Armut bei ehemaligen Heimkindern (oft als Care Leaver bezeichnet)
Das Thema Armut bei ehemaligen Heimkindern (oft als Care Leaver bezeichnet) im Vergleich zur restlichen Bevölkerung („Normalis“) zeigt weltweit und in Österreich ein strukturelles Ungleichgewicht. Während die Mehrheit der jungen Erwachsenen auf ein familiäres Sicherheitsnetz vertrauen kann, stehen ehemalige Heimkinder oft vor einer „beschleunigten Adoleszenz“.
Hier ist die Aufarbeitung der aktuellen Situation, basierend auf statistischen Daten und sozialwissenschaftlichen Erkenntnissen.
Der Vergleich: Heimkinder vs. „Normalis“ in Österreich
In Österreich ist der Kontrast zwischen diesen beiden Gruppen besonders scharf gezeichnet, was vor allem am Zeitpunkt des Auszugs und der fehlenden finanziellen Rückendeckung liegt.
Das Alter beim Auszug: Während der Durchschnitt der jungen Menschen in Österreich erst mit ca. 25 Jahren das Elternhaus verlässt, endet für viele Heimkinder die staatliche Unterstützung mit dem 18. Geburtstag. Sie müssen von einem Tag auf den anderen völlig eigenständig funktionieren.

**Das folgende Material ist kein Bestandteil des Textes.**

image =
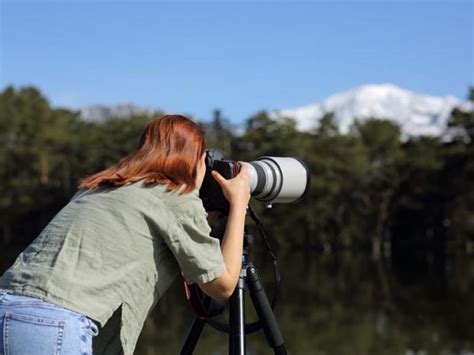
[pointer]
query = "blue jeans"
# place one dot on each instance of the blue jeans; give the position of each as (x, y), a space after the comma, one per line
(31, 326)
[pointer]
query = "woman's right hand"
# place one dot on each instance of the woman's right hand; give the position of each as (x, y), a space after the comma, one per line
(237, 189)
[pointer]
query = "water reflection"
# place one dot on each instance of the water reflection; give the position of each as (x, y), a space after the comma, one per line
(348, 303)
(345, 303)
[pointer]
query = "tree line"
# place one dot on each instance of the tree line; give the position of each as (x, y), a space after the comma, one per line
(369, 189)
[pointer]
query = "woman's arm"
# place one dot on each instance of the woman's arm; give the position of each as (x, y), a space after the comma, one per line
(237, 192)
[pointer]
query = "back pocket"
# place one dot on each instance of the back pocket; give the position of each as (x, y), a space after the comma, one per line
(23, 334)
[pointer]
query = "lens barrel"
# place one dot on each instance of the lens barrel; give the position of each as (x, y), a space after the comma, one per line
(278, 179)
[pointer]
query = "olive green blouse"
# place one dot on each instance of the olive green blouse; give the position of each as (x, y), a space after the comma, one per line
(115, 251)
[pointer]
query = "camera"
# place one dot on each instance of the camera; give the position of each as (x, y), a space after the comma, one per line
(271, 179)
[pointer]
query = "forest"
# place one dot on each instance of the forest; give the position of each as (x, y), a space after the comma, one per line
(370, 189)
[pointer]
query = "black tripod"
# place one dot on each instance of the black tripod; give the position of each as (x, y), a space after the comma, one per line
(237, 329)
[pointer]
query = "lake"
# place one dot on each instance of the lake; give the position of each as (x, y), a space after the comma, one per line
(417, 301)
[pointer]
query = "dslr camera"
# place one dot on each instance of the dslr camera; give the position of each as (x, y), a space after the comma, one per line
(271, 179)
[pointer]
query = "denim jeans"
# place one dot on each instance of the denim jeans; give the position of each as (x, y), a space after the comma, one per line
(31, 326)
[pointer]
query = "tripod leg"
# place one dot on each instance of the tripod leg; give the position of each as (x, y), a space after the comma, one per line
(193, 336)
(264, 311)
(237, 318)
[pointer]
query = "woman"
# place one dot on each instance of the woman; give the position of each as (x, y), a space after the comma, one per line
(114, 249)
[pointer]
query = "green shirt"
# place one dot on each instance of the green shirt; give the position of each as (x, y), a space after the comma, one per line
(118, 249)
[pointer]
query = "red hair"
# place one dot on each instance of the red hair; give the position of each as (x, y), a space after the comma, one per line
(169, 151)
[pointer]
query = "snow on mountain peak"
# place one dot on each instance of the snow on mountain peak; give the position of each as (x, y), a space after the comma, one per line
(417, 114)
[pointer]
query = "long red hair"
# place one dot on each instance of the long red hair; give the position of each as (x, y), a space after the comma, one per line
(169, 151)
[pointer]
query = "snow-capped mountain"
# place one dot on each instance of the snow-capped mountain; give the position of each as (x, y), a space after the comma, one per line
(102, 113)
(417, 114)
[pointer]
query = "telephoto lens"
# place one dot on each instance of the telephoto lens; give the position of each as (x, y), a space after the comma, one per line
(272, 180)
(278, 179)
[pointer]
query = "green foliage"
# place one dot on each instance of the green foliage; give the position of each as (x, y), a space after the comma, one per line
(367, 187)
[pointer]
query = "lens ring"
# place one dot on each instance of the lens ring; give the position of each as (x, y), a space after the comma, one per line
(272, 194)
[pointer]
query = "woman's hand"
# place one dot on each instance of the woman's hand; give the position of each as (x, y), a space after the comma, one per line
(237, 189)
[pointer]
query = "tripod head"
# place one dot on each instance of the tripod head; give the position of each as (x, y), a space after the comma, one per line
(205, 307)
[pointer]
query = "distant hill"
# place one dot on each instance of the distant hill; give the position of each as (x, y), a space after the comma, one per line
(417, 114)
(102, 113)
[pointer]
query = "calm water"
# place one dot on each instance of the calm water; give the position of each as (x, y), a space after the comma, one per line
(415, 302)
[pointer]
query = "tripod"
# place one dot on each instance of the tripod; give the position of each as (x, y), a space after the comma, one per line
(237, 329)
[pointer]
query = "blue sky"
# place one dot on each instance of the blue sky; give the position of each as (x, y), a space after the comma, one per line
(193, 56)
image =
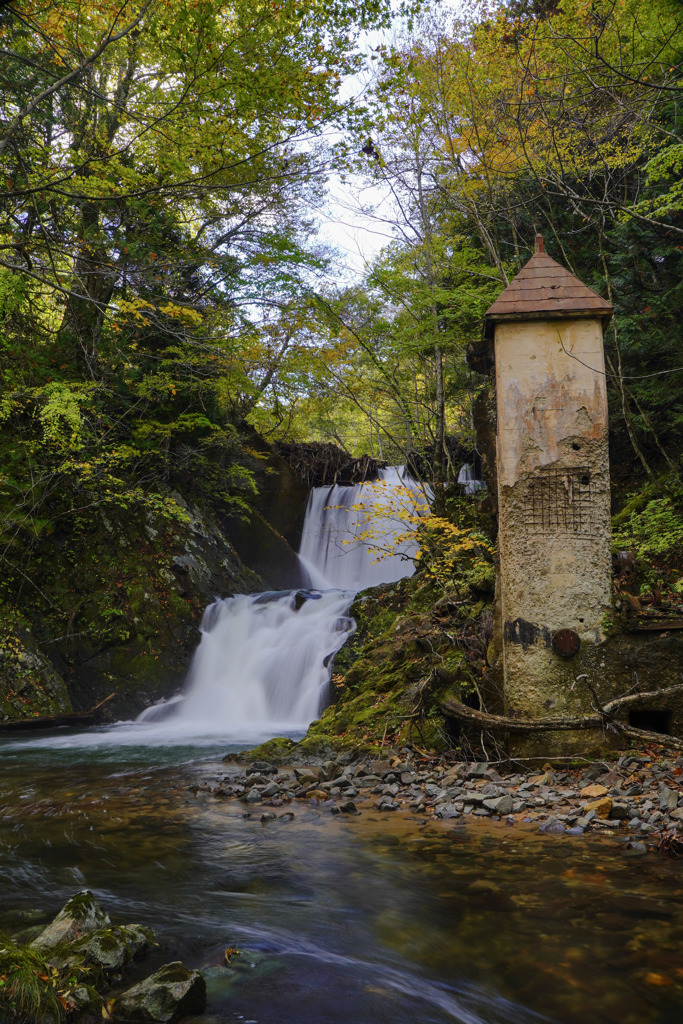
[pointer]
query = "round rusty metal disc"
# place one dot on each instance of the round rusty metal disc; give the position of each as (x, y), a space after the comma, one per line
(565, 643)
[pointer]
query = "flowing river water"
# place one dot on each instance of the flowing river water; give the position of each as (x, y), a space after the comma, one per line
(369, 920)
(372, 919)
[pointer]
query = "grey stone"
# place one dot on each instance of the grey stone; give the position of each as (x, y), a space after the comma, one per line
(447, 811)
(668, 798)
(110, 948)
(635, 849)
(81, 915)
(553, 825)
(500, 805)
(165, 997)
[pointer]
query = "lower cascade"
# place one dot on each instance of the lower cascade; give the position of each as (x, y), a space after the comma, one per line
(264, 660)
(263, 663)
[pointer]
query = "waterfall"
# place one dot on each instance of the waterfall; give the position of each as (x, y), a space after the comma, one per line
(263, 664)
(355, 537)
(468, 480)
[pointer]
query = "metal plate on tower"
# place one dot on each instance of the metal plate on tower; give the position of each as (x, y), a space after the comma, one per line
(565, 643)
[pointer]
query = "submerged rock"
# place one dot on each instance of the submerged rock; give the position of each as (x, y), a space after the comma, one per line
(167, 996)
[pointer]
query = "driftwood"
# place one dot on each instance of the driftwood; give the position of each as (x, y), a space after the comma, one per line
(91, 717)
(318, 464)
(602, 718)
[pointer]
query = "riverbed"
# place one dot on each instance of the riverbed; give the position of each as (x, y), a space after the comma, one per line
(369, 919)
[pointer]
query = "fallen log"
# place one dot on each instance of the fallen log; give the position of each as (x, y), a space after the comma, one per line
(601, 718)
(91, 717)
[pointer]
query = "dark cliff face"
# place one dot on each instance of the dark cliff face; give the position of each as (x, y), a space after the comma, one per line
(121, 594)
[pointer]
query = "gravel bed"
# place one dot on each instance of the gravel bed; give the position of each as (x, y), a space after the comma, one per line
(636, 796)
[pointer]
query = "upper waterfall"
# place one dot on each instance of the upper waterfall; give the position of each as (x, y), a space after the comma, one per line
(360, 536)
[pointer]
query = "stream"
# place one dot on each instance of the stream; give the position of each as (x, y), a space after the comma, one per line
(372, 919)
(376, 919)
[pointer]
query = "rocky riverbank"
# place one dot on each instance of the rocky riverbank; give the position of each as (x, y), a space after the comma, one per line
(75, 968)
(638, 797)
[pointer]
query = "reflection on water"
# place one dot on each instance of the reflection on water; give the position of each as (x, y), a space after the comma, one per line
(367, 920)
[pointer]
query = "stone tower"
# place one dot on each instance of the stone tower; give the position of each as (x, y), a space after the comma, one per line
(553, 483)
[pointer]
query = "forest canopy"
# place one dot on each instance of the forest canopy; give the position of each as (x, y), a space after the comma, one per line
(161, 280)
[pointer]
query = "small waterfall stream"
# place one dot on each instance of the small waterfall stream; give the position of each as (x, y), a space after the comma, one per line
(263, 664)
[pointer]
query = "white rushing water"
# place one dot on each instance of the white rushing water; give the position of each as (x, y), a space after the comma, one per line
(361, 536)
(468, 480)
(263, 664)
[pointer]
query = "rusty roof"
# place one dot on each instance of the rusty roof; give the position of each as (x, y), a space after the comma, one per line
(543, 288)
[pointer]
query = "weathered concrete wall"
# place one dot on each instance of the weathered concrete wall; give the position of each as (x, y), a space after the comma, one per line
(553, 506)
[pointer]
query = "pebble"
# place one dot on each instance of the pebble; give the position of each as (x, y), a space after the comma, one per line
(636, 796)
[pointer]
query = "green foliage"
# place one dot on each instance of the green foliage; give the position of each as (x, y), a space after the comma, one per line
(32, 989)
(655, 531)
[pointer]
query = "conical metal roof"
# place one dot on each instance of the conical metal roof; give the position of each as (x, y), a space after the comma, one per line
(543, 288)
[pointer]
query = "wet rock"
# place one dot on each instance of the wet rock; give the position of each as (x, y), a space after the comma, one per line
(553, 825)
(668, 798)
(500, 805)
(620, 811)
(447, 811)
(593, 792)
(110, 948)
(167, 996)
(81, 915)
(262, 767)
(601, 807)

Das Armutsrisiko: Die allgemeine Armutsgefährdungsquote in Österreich liegt laut Statistik Austria (2024) bei etwa 14,3 %. Bei ehemaligen Heimkindern liegt dieses Risiko Schätzungen zufolge um ein Vielfaches höher. Sie sind überproportional oft von Wohnungslosigkeit betroffen, da ihnen das „Hotel Mama“ als Puffer bei Arbeitslosigkeit oder Krisen fehlt.
Bildung und Einkommen: Studien der Universität Klagenfurt belegen, dass Care Leaver im Vergleich zur Gesamtbevölkerung bildungsmäßig benachteiligt sind. Während in der Gesamtbevölkerung höhere Abschlüsse als Schutz vor Armut fungieren, erreichen Heimkinder aufgrund der instabilen Biografie seltener tertiäre Bildungsabschlüsse, was sie dauerhaft im Niedriglohnsektor verhaften lässt.
Die Situation weltweit
International zeigen OECD-Berichte, dass die Problematik systemisch ist. Ehemalige Heimkinder machen weltweit nur etwa 0,8 % der jungen Bevölkerung aus, sind aber in den Statistiken der „sozial Ausgegrenzten“ massiv überrepräsentiert.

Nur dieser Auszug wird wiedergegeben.